Sales Tax in Pakistan was regulated even before the formal establishment of Pakistan; for decades, the Sales Tax was based upon a very general concept, but in the late ’90s, some amendments had been made. Sales Tax then changed into Value Added Tax (VAT). 

The VAT system had been very successful in the UK; then, attempts had been made to implement and execute it in Pakistan. So, while observing the VAT System according to Pakistani culture and surrounding environment, the VAT System then modeled accordingly with the scenarios. And many changes have been made to the Act; the dilemma is that now the original Act looks very different comparatively.        

Sales Tax is a tax imposed by the Federal Board of Revenue FBR on the sales, supply, and import of goods into Pakistan.

The sales tax on services is imposed by all four provinces, Islamabad Capital Territory, Gilgit-Baltistan, Azad Jammu, and Kashmir, at rates ranging from 13% to 16%.

Let’s talk about the Basic Concepts of Sales Tax; which is also known as Value Added Tax:

  • The item you purchase or import and then the tax you paid on it is called Input Tax. The tax which is paid on availing the service is also called Input Tax. 
  • If you have any business in which you sell your product to your customers, then the tax you charge on the goods sold out to customers is called Output Tax
  • Every month you have to file the sales tax return. As a business entity, you are dealing with a service-oriented business, so you have to file your returns with your respective provincial tax regulatory body.
  • There is a possibility, suppose you make high purchases in any month, but you have low sales. Hence, in this case, you have high input tax and low output tax; following this, we call it Excess Input Tax.
  • In many cases of Sales Tax, Statutory Regulatory Order (SRO) occurs eventually on the ground of making any considerable change in the tax law, so in this scenario, if a seller charged extra sales tax on the goods and also the end consumer paid additional tax charges, then the seller should return the consumer the extra tax charges and also pay the due tax charges to the FBR. This condition is called Excess Tax Collection.
  • We are probably purchasing raw material and then utilizing it to manufacture two different products. Either a product may be exempted from tax, or the other is taxable. Suppose we purchase a paper and produce a book and a calendar. So the thing is that; the calendar is exempted from tax.

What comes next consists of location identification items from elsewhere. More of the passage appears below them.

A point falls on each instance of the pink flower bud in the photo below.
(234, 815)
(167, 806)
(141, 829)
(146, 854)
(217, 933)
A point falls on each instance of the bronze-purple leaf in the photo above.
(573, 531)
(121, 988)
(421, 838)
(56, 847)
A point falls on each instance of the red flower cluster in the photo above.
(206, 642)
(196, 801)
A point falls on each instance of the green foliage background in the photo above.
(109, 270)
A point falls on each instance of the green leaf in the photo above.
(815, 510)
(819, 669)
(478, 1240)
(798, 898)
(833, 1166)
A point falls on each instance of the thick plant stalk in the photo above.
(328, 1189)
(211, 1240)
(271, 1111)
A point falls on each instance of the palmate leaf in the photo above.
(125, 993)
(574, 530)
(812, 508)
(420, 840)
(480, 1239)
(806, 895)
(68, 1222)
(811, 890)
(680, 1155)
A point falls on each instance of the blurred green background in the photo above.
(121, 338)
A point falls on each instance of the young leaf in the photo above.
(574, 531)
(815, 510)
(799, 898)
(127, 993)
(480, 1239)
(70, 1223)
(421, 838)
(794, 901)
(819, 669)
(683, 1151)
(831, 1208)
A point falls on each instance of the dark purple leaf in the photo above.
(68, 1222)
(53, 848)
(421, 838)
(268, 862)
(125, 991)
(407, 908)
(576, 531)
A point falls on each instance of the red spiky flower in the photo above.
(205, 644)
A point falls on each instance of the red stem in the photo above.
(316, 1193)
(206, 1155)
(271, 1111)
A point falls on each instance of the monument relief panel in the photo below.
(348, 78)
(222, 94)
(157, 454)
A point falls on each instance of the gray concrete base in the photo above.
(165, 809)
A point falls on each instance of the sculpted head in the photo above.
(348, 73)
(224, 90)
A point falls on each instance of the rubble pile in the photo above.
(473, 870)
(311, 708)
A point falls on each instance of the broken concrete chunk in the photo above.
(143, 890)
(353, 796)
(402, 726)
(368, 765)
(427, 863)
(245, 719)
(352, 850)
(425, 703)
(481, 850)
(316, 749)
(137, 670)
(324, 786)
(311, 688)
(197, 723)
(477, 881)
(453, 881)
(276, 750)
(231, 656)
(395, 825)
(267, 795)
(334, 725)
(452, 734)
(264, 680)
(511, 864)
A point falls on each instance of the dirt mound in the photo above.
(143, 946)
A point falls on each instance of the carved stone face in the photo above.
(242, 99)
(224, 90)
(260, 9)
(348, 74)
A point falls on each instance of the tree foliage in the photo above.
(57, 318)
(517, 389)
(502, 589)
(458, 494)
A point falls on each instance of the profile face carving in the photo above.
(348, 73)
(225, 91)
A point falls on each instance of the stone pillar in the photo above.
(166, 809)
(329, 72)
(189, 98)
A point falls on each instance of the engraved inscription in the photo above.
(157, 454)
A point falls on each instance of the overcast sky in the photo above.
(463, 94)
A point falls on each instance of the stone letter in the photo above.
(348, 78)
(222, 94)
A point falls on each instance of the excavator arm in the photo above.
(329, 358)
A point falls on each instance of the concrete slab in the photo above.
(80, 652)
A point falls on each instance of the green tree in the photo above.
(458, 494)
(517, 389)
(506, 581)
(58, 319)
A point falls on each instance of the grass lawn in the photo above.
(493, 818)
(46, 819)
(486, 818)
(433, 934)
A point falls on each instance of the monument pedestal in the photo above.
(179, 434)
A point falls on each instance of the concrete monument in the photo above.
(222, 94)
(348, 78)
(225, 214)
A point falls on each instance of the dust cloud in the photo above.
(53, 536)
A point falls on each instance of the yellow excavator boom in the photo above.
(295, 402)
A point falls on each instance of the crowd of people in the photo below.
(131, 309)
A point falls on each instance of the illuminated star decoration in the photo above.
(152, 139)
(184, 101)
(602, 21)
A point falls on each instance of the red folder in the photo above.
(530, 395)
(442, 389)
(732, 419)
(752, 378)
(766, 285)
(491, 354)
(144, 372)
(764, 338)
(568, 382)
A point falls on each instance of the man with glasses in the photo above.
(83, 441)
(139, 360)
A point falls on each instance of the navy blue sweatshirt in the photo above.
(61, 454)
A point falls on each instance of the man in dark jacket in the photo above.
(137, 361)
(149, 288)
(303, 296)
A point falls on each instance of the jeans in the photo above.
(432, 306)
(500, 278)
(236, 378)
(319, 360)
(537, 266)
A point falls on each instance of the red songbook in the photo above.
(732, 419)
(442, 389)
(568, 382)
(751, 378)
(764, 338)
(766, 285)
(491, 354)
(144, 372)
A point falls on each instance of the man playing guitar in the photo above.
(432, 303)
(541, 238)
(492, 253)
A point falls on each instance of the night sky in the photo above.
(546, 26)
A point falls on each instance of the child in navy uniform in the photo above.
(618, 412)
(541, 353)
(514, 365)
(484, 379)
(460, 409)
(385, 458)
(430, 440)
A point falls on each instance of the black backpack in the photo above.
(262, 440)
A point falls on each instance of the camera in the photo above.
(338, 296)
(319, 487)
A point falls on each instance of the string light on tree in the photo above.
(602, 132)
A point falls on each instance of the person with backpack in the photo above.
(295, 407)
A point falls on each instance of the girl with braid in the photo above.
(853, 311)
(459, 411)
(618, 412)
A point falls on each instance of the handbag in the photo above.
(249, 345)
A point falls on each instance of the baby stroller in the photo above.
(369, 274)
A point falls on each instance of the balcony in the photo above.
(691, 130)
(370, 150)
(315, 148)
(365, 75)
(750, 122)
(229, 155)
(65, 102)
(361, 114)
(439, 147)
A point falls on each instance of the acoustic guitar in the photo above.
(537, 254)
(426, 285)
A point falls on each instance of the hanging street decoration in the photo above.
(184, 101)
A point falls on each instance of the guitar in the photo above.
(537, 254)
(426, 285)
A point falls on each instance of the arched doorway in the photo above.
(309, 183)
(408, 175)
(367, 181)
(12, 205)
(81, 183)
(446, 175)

As you may have learned about the basic concepts of Sales Tax, let’s take a step ahead towards the scenarios related to the sales tax culture in Pakistan. 

In the VAT System, where every person in the supply chain is supposed to be a registered person, but that is very difficult in Pakistan due to specific problems:

e.g., a chips manufacturer may be a company for which registration, record keeping, input and output adjustment, etc., are not a big issue. However, a chips manufacturer may be an individual running a small bakery who cannot be expected to comply with all such legal requirements.

Likewise, every retailer in Pakistan is not expected to comply with all the legal requirements.

Therefore, a structure has been developed in Pakistan whereby two types of exemptions have been given as under:

Turnover based exemption, i.e., small manufacturers termed as a cottage industry, and retailers (other than specified retailers, i.e., Tier 1 retailers) are exempt from registration, and they do not charge Sales Tax on their supplies; and Items based exemption, i.e., certain products are exempt without any turnover limit, e.g., books, pharmaceutical products.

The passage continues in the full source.